Although annual checkups are part of the fabric of the U.S. health care system, some have questioned their usefulness. To determine if you should be visiting your doctor for a yearly physical, consider the following.
How Annual Checkups Began
Before the 20th century, it would have seemed strange for healthy people to visit doctors at periodic intervals to make sure everything was alright. In the 1900s, however, life insurance companies began requiring physical exams throughout the life of policies, instead of just at sign-up. Private doctors quickly embraced the idea, and in 1922, the American Medical Association formally endorsed the practice. Over time, annual checkups became standard; however, in recent years, experts have begun to question the practice.
Are They Really Useful?
Over the past few decades, numerous studies have been unable to show a link between periodic health evaluations and improved health outcomes. In 2012, the Cochrane Collaboration reported on 14 clinical trials which showed that annual checkups have no impact on hospital admission rates, disability, absences from work, additional doctor visits, specialist referrals, or even patient anxiety.

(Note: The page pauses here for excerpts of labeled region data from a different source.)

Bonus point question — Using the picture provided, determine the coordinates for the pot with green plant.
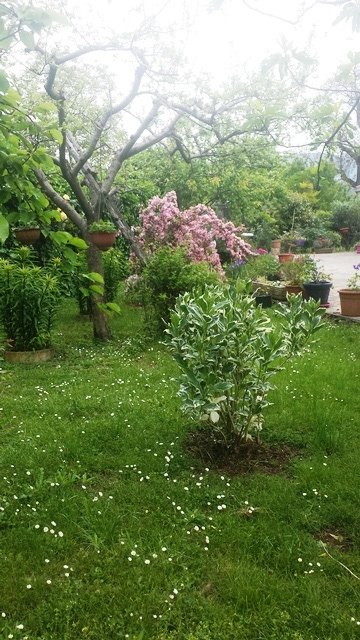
[281,256,308,294]
[89,220,118,251]
[0,260,60,363]
[303,258,332,307]
[237,253,279,295]
[167,281,324,455]
[339,263,360,318]
[14,220,40,245]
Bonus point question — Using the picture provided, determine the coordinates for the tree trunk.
[87,244,111,341]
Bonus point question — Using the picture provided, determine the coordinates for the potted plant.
[281,256,307,294]
[239,253,279,305]
[14,220,40,245]
[339,264,360,317]
[271,239,281,254]
[0,260,60,362]
[89,220,118,251]
[303,258,332,307]
[279,253,294,264]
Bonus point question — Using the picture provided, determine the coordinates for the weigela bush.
[139,191,253,273]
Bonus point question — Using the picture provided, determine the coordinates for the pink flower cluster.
[138,191,253,273]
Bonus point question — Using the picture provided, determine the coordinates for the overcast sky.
[70,0,360,82]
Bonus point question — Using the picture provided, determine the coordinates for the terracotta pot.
[285,284,304,296]
[14,227,40,244]
[304,281,332,307]
[255,294,272,309]
[4,349,52,364]
[89,231,117,251]
[339,289,360,318]
[314,247,334,253]
[271,285,286,302]
[279,253,294,264]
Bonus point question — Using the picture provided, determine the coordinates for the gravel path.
[312,251,360,312]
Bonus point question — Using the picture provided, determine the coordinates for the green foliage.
[0,256,60,351]
[142,247,219,333]
[167,286,323,444]
[280,256,309,286]
[103,248,130,302]
[306,257,331,282]
[332,196,360,248]
[89,220,116,233]
[0,89,60,242]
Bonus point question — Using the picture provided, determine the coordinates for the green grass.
[0,302,360,640]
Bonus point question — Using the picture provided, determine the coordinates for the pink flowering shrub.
[138,191,254,273]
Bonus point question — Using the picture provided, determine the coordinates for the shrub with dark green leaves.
[142,247,220,333]
[0,260,60,351]
[167,282,324,445]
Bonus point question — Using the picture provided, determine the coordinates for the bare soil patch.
[315,528,354,552]
[185,430,303,475]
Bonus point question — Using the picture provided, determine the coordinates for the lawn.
[0,302,360,640]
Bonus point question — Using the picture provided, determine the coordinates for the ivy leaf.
[69,236,87,249]
[19,29,35,50]
[49,129,63,144]
[0,71,10,93]
[0,215,9,243]
[88,271,104,284]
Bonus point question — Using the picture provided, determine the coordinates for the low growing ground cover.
[0,302,360,640]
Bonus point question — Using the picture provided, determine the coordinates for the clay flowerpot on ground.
[339,264,360,318]
[89,220,118,251]
[0,260,60,363]
[281,256,308,295]
[303,258,332,307]
[279,253,294,264]
[255,293,272,309]
[271,240,281,254]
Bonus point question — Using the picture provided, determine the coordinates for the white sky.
[69,0,360,83]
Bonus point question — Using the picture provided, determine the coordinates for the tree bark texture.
[87,244,111,341]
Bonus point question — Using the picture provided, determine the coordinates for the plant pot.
[271,285,286,302]
[304,282,332,306]
[252,280,272,296]
[255,294,272,309]
[279,253,294,264]
[285,284,304,296]
[89,231,117,251]
[314,247,334,253]
[339,289,360,318]
[4,349,52,364]
[14,227,40,244]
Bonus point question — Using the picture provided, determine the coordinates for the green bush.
[332,196,360,248]
[167,283,323,445]
[0,260,60,351]
[141,247,220,333]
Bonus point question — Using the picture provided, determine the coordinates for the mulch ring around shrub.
[314,527,354,552]
[185,430,303,475]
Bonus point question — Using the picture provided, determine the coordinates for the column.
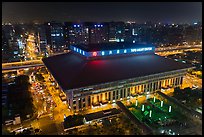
[178,77,181,86]
[125,88,128,98]
[85,96,89,108]
[76,98,79,111]
[110,91,113,102]
[181,77,183,85]
[151,82,155,91]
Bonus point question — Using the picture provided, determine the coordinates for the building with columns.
[43,43,193,112]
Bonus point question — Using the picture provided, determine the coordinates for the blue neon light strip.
[70,46,155,57]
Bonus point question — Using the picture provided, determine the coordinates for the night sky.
[2,2,202,23]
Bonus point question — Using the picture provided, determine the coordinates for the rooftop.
[73,42,154,52]
[43,52,192,90]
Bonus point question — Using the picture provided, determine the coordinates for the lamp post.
[169,106,171,112]
[135,99,138,107]
[161,101,164,107]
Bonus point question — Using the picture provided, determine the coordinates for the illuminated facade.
[70,44,155,58]
[43,43,192,112]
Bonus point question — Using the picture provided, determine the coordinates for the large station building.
[43,43,192,112]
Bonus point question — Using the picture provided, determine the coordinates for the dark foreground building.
[43,43,192,111]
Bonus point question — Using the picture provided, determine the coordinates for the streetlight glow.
[161,101,164,107]
[149,110,152,117]
[142,105,144,111]
[135,99,138,106]
[169,106,171,112]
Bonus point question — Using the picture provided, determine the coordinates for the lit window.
[93,52,97,56]
[101,51,105,56]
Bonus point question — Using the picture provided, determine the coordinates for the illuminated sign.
[131,47,152,52]
[101,51,105,56]
[93,52,97,56]
[70,46,155,57]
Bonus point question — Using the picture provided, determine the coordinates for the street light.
[149,110,152,117]
[161,101,164,107]
[136,99,138,106]
[169,106,171,112]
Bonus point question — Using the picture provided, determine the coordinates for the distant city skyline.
[2,2,202,23]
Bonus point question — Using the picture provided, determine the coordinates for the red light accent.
[93,52,97,56]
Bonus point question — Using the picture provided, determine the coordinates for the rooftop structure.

Still, despite these findings, annual screenings can be justified or even necessary for certain people.
Who Needs an Annual Checkup?
When it comes to determining how often a person should visit the doctor, cases vary based on the individual. Because older people are more likely to suffer health problems, it makes sense for a person over the age of 65 to see his or her doctor for regular checkups. Likewise, annual checkups make a lot of sense for people with diabetes, heart problems and any other preexisting condition.
Family history should also be a factor in determining how frequently you visit your doctor for checkups. You should also consider annual exams if you have certain risk factors, including prehypertension or prediabetes.
It’s also important to remember that, while some have questioned the merits of annual exams, they can uncover serious unknown health problems in certain people. If you have a “better to be safe than sorry” mentality, an annual exam may be just the thing to give you peace of mind.